Schaeffer, John D. “The Dialectic of Orality and Literacy: The Case of Book 4 of Augustine’s De doctrina christiana.” PMLA 111.5 (October 1996): 1133-1145.
Schaeffer’s argument centers on his discussion of the important role of orality in Augustine’s treatise: “If book 4 of the De doctrina is read as advice on how to deliver an extemporaneous sermon, Augustine’s recommendations suggest that he is not simply opposing classical rhetoric: he is…returning to the orally based rhetoric of republican Rome, which he is adapting to a textually based religion attended by an emerging sense of interiority” (1134).

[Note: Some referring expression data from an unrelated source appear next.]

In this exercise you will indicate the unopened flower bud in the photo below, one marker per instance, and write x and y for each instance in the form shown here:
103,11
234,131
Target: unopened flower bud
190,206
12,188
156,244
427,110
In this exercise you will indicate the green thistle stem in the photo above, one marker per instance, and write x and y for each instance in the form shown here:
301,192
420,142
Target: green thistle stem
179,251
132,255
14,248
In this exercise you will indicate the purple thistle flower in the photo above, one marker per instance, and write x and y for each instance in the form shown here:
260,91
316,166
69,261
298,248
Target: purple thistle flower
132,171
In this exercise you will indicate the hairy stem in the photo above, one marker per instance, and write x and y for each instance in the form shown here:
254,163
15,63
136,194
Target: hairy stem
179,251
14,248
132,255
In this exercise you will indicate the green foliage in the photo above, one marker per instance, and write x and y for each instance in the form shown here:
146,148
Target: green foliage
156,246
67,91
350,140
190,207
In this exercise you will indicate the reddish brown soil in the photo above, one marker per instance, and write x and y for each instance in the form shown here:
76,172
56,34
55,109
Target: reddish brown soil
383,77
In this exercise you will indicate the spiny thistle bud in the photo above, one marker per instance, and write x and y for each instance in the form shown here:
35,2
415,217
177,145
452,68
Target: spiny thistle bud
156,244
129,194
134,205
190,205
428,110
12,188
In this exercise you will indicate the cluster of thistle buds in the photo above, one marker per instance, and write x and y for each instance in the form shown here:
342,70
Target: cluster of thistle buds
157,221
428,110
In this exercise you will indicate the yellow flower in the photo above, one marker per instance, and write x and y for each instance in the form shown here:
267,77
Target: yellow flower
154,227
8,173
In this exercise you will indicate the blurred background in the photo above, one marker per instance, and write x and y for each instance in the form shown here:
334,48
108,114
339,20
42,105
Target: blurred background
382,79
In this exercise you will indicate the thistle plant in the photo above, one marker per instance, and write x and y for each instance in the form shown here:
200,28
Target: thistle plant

Schaeffer suggests that those who see “orality and literacy as a binary opposition” have missed the point of De doctrina’s book 4: “Book 4 makes more sense read according to an ‘ideological’ model…as a product of social institutions that support and incorporate a mixture of orality and literacy” (1135). He argues that the low literacy rates of late antiquity equate to an emphasis on orality over textuality but also reveal important connections between orality and the texts being performed. In fact, he says, “every text involved a performance" (1136). This does not mean, however, that the texts themselves are unimportant, for “the predominance of oral performance…must not obscure the fact that these performances were of and about written texts” (1136).
The same interiority that produces wisdom produces prayer that is at once formulaic, rhetorical, and sincere; it is at once text (read: Scripture) based and extemporaneous, just like the kind of rhetorical oratory Augustine encourages throughout book 4 (1139).